Oh where to start? I guess with the prime rib. I keep going back to The Perfect Recipe: The Ultimate, Hands-Down Best Way to Cook Our Favorite Foods by Pam Anderson because every single recipe I’ve tried has come out fantastic. Once I decided to try a prime rib, my first, I read a dozen recipes. ALL of them, except the one in this book, had it cooking at 350 or more. So when Anderson says to cook it at 200, I felt like I was taking a risk, a $75 risk, not to mention 14 hungry people dependent on me for Christmas dinner! I did do a ham as well, because, well, we love ham and the kids begged. So Anderson’s ham recipe says 250 and the prime rib says 200. I’ve got one oven so I split the difference.
I carefully measured ahead of time to make sure each hunk of meat would fit in my roasting pans and the two roasting pans could sit side by side. Otherwise, I was going to have to experiment with the ham in the convection oven or the crockpot. I actually tried to go buy one of those electric roasters but couldn’t find any.
So, the prime rib. I tied it up, as instructed, with three pieces of twine. I seared it in a stockpot, browning the outside. I salted and peppered it. And I stuck it on a rack in one of my roasting pans and put it in the oven at 225. (Anderson says 200, but I had the ham to consider.) She says about 30 minutes per pound and that was just about perfect. I had a 10 pound prime rib. I checked it an hour before I thought it would be done, then again 30 minutes later, then again. The meat thermometer said 130. And it was truly just about perfect. I know my brother and a few other guests like it rare, but most of us like it medium. Everyone found just what they wanted and my brother pronounce it “perfect,” high praise from a guy who eats a lot of beef.

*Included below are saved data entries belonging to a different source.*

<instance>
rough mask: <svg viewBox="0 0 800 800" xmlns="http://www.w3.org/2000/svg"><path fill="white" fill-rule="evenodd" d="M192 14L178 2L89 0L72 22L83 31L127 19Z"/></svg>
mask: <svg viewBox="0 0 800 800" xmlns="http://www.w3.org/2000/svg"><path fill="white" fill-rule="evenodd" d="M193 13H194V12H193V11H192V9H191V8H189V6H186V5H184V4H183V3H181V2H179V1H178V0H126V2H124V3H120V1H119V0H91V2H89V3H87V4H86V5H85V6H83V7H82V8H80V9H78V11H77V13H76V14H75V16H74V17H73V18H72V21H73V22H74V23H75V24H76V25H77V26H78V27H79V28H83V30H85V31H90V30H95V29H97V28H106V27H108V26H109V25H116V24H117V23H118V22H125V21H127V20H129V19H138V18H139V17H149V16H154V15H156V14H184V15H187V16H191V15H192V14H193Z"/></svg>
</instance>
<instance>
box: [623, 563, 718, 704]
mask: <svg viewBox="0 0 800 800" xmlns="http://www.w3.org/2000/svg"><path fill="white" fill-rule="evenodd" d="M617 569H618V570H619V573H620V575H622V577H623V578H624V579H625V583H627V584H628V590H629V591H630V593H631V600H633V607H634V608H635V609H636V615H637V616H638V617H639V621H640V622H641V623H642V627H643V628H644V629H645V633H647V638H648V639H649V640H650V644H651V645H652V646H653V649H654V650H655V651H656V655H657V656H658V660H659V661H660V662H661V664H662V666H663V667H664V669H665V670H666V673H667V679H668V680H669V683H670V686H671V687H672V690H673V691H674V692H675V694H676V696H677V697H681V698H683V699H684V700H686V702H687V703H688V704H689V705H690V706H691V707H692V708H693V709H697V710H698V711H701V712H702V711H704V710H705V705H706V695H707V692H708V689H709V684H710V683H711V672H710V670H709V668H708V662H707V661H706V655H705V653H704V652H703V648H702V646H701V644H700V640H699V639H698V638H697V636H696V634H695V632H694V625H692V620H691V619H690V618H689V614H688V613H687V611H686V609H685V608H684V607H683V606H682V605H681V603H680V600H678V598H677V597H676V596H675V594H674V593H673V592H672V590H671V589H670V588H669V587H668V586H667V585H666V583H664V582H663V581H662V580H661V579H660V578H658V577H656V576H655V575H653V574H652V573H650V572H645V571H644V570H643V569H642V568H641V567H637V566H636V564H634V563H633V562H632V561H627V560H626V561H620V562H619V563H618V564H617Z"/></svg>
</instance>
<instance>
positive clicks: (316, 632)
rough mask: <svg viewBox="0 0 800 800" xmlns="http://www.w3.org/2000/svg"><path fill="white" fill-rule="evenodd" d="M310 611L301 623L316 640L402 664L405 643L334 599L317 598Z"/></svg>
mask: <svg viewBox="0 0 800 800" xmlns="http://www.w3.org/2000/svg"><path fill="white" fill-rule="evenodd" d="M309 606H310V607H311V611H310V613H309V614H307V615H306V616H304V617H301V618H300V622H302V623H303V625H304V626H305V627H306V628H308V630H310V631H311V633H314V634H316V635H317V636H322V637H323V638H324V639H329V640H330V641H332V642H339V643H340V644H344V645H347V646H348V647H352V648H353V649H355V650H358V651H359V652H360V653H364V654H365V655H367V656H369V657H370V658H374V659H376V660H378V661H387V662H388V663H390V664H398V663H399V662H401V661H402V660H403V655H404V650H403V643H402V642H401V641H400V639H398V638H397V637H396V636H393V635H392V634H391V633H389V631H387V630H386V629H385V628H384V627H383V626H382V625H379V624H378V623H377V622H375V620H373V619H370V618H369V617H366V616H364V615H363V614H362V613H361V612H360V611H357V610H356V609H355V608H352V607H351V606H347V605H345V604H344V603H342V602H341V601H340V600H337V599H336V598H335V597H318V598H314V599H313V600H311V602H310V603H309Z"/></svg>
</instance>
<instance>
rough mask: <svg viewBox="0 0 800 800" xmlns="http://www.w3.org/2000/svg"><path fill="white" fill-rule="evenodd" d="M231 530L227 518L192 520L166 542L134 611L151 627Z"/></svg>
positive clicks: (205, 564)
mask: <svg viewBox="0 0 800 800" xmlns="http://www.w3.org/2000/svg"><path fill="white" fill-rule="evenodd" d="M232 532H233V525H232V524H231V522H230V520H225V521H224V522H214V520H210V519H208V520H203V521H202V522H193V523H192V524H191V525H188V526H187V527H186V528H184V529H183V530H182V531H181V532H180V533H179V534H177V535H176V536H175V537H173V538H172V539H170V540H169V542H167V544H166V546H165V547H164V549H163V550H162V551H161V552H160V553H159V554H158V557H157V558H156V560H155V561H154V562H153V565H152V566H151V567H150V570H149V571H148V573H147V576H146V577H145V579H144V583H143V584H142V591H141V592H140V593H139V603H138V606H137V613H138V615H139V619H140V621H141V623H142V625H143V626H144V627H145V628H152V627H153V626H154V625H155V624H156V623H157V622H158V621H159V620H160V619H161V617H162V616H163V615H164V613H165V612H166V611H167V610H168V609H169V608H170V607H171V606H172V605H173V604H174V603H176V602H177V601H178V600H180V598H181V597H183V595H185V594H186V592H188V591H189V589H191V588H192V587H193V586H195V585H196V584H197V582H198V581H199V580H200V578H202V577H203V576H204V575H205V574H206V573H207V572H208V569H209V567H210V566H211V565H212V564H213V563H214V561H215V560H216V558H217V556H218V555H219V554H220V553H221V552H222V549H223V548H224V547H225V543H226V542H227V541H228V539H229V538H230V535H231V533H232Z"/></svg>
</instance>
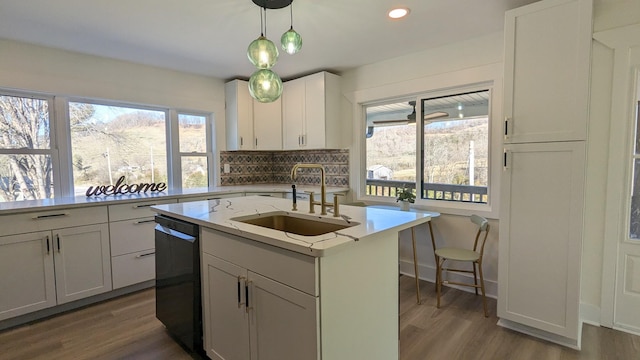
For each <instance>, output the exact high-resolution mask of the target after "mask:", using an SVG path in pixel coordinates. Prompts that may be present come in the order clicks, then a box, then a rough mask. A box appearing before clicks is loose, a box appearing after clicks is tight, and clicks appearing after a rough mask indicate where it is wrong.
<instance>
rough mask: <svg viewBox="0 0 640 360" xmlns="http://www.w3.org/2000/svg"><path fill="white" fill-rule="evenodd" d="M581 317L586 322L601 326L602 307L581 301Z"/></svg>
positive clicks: (589, 324) (591, 324)
mask: <svg viewBox="0 0 640 360" xmlns="http://www.w3.org/2000/svg"><path fill="white" fill-rule="evenodd" d="M580 319H581V320H582V322H584V323H586V324H589V325H593V326H600V307H598V306H595V305H592V304H587V303H582V302H581V303H580Z"/></svg>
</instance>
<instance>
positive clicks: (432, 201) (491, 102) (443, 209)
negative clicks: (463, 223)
mask: <svg viewBox="0 0 640 360" xmlns="http://www.w3.org/2000/svg"><path fill="white" fill-rule="evenodd" d="M493 88H494V85H493V84H492V83H481V84H474V85H469V86H462V87H455V88H449V89H442V90H437V91H433V92H428V93H424V94H420V95H419V96H418V100H417V101H418V103H417V104H422V100H425V99H430V98H436V97H444V96H451V95H456V94H461V93H468V92H476V91H483V90H487V91H489V105H488V114H487V116H488V119H489V123H488V127H489V128H488V134H487V135H488V137H489V138H488V139H487V143H488V144H489V149H488V160H487V161H488V165H487V166H488V171H487V172H488V176H487V203H474V202H464V201H449V200H435V199H423V198H422V197H421V196H416V202H415V203H416V205H419V206H424V207H427V208H429V209H438V210H439V211H440V212H453V213H460V212H463V213H465V215H470V214H472V213H478V212H482V213H486V212H491V206H492V205H493V204H492V198H493V196H492V194H493V192H494V191H495V189H494V191H492V189H493V188H494V185H493V181H492V180H493V176H492V174H493V172H494V169H493V161H492V158H493V156H492V153H493V148H494V147H495V146H496V145H495V144H494V143H493V136H492V133H493V131H492V129H493V128H494V123H498V124H502V123H501V122H500V121H496V119H495V118H494V115H493V110H494V109H493V102H494V99H493V96H494V94H493V93H494V89H493ZM423 116H424V115H423V114H422V106H419V109H418V108H416V117H417V118H418V119H423ZM421 122H422V126H416V143H417V146H418V149H417V151H416V158H417V159H416V191H420V190H418V189H422V186H421V183H423V182H424V178H423V177H424V171H423V169H422V163H423V161H424V159H423V152H424V143H423V140H424V137H423V136H424V134H423V129H424V121H423V120H421ZM419 185H420V186H419Z"/></svg>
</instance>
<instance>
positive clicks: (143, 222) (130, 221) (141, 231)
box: [109, 217, 156, 256]
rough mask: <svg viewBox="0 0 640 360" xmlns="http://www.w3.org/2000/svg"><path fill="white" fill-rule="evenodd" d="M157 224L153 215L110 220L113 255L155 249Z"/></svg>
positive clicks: (110, 227) (110, 232)
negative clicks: (154, 240) (155, 233)
mask: <svg viewBox="0 0 640 360" xmlns="http://www.w3.org/2000/svg"><path fill="white" fill-rule="evenodd" d="M155 226H156V224H155V220H154V218H153V217H149V218H140V219H132V220H123V221H113V222H110V223H109V237H110V239H111V256H118V255H124V254H130V253H133V252H137V251H142V250H153V249H154V248H155V242H154V229H155Z"/></svg>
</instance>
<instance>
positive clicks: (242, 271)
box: [202, 235, 320, 360]
mask: <svg viewBox="0 0 640 360" xmlns="http://www.w3.org/2000/svg"><path fill="white" fill-rule="evenodd" d="M205 236H206V235H205ZM216 240H221V241H223V242H224V241H225V240H228V239H224V238H216ZM236 245H240V244H236ZM223 246H224V245H223ZM242 248H244V246H242V245H241V246H240V247H235V246H233V244H232V249H233V250H232V251H236V250H238V249H242ZM244 249H248V251H247V252H246V253H244V254H243V253H242V251H240V253H237V252H236V254H237V256H239V258H243V257H245V258H247V259H251V258H254V256H257V257H262V256H263V255H264V254H259V253H257V252H254V251H253V250H254V249H249V248H244ZM205 251H207V250H206V249H205ZM258 251H259V250H258ZM224 252H225V251H224V250H223V251H221V253H224ZM202 256H203V258H202V282H203V299H204V302H203V308H204V309H203V310H204V319H203V322H204V324H205V328H204V334H205V339H204V346H205V350H206V352H207V355H208V356H209V357H210V358H212V359H216V360H222V359H224V360H229V359H238V360H240V359H246V360H249V359H279V360H287V359H291V360H298V359H319V358H320V357H319V355H318V325H317V324H318V305H319V298H318V297H316V296H313V295H310V294H307V293H305V292H303V291H300V290H298V289H296V288H294V287H291V286H289V285H287V284H286V283H282V282H280V281H275V280H272V279H270V278H268V277H266V276H263V275H260V274H258V273H256V272H254V271H251V270H248V269H247V268H245V267H243V266H240V265H236V264H234V263H232V262H230V261H227V260H224V259H222V258H220V257H217V256H214V255H212V254H209V253H206V252H205V253H203V255H202ZM234 256H235V255H234ZM278 256H279V254H278V255H276V257H278ZM266 257H270V256H269V255H267V256H266ZM232 260H235V259H232ZM283 262H284V263H288V264H289V265H292V264H293V263H292V262H288V261H287V260H286V259H283ZM294 262H295V260H294ZM303 266H304V265H303ZM257 267H258V268H260V265H257ZM276 268H277V266H276ZM312 269H313V266H312ZM295 270H296V269H295V266H294V267H293V268H291V269H290V271H292V272H295ZM273 271H274V272H278V269H274V270H273ZM303 272H304V271H303ZM279 280H283V279H279Z"/></svg>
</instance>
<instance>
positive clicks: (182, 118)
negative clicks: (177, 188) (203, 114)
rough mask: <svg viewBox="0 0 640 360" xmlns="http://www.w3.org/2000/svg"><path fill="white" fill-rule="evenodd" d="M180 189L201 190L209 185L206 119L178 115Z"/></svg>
mask: <svg viewBox="0 0 640 360" xmlns="http://www.w3.org/2000/svg"><path fill="white" fill-rule="evenodd" d="M178 128H179V138H180V140H179V142H180V163H181V168H182V173H181V174H182V188H183V189H192V188H203V187H207V186H208V184H209V181H208V177H209V166H208V163H209V156H208V153H210V151H207V143H208V142H207V117H206V116H204V115H193V114H178Z"/></svg>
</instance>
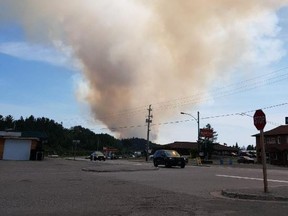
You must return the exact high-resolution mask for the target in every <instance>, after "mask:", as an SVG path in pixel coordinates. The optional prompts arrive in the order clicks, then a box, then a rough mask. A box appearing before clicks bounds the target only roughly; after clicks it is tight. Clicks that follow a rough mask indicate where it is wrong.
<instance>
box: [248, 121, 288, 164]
mask: <svg viewBox="0 0 288 216" xmlns="http://www.w3.org/2000/svg"><path fill="white" fill-rule="evenodd" d="M253 136H254V137H255V138H256V150H257V162H258V163H261V161H262V159H261V146H260V134H255V135H253ZM264 145H265V151H266V155H267V161H268V163H271V164H274V165H285V166H287V165H288V125H282V126H279V127H276V128H274V129H272V130H269V131H265V132H264Z"/></svg>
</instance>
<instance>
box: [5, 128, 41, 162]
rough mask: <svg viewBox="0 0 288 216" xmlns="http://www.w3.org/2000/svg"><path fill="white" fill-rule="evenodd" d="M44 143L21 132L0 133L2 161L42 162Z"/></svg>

Since my site is mostly about cheap cooking and frugal recipes, I have to point out that this cut of meat is pure luxury. If you want to make a big splash with a hunk of beef, it’s pretty hard to beat. And it’s easy, so even if you’re new to cooking, you can easily serve a pretty impressive dinner here.
Value is a personal thing. For me, it was fun to try once because I’d always wanted to cook one. However, at $75 to feed 14 it’s definitely a luxury. I suspect everyone would have been just as happy with a $20 ham and/or a $20 turkey or a big hunk of salmon (another family favorite) or a few pork tenderloins. It was fun though.